Seqanswers Leaderboard Ad

Collapse

Announcement

Collapse
No announcement yet.
X
 
  • Filter
  • Time
  • Show
Clear All
new posts

  • Help with UMI (unique molecular identifiers) data processing

    I've been browsing different papers and publications and trying to figure out what's the best way to analyze data with UMIs.
    So far I have used GATK to do some analysis couple of times, but other than that I was mostly playing with alternative splicing analysis so I'm rather new to this CNV calling with UMIs topic and area of research.
    What I would like to do is have the following design.

    adaptor-UMI-DNAlibraryINSERT-UMI-adaptor

    The UMIs will be 5 random bases on each side.

    I get the whole UMI thinking and analysis but what I haven't found yet is the software to do such analysis. I've seen few tools to mark/find UMIs and put them on the header of the fastq sequence but then what? How do you bin and get rid of the true PCR duplicates? Does Picard have a function for it? If I have to write my own code then I'm out of luck lol.

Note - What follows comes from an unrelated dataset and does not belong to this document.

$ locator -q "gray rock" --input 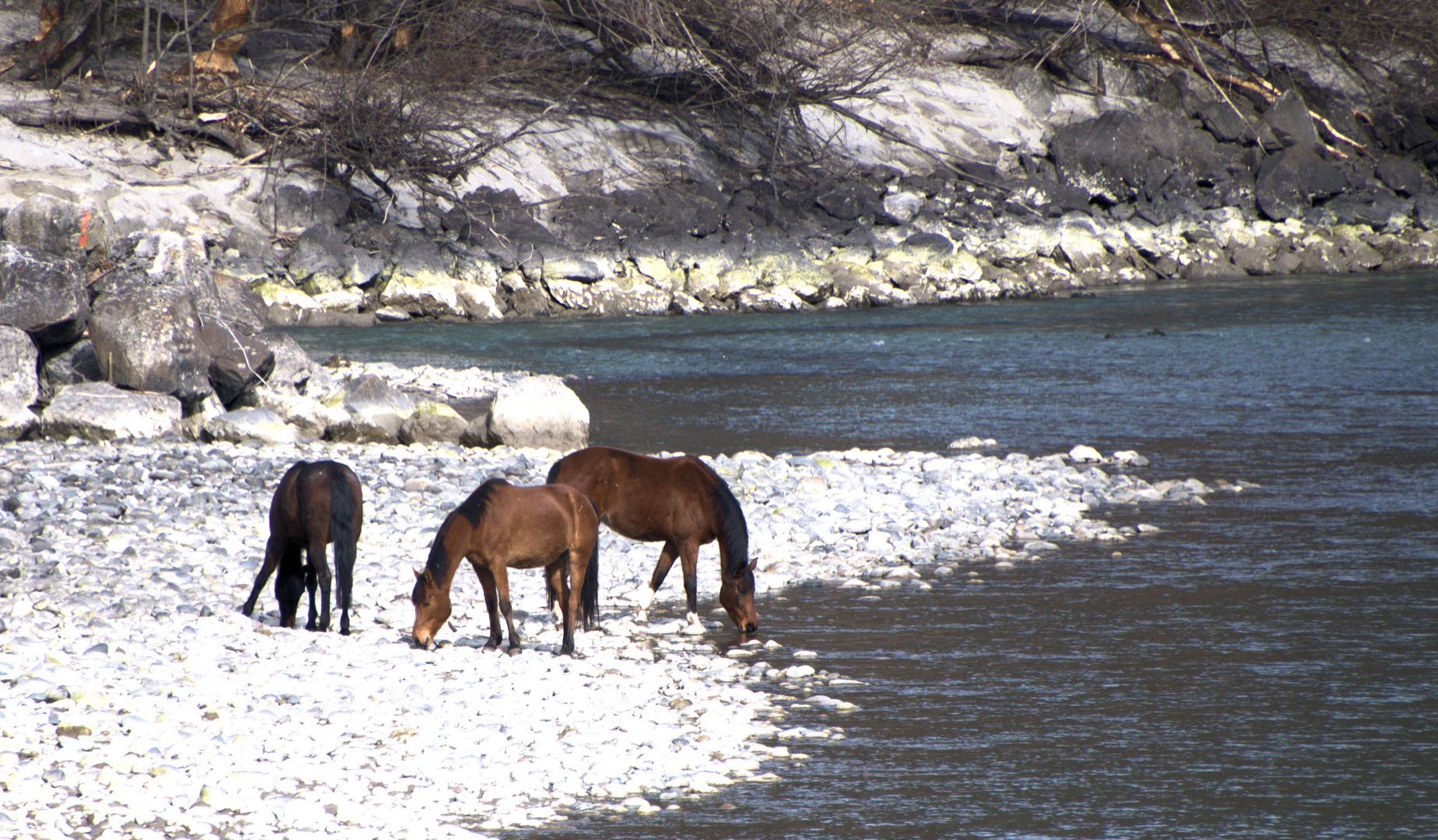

    I know Agilent supports UMIs with their Haloplex HS kits and their Surecall software that is mostly (from what I've heard) a nice GATK GUI.

    Any help and guidance would be much appreciated. Newbies have the right to learn too, right?

    Thank you in advance

  • #2
    Product described in web page below uses Molecular Indexing and the sequences are given in product manual.
    http://www.biooscientific.com/Next-G...x-qRNA-Seq-Kit

    They have described analysis step in a link in page below:
    http://www.biooscientific.com/Next-G...x-qRNA-Seq-Kit

    Comment


    • #3
      I am also interested to know about how to handle UMIs and remove duplicated reads based on UMIs.

      I am using modified primers to have amplicon pools.

      Which tools are there to mark/find UMIs and put them on the header of the fastq sequence? How could I then process the reads?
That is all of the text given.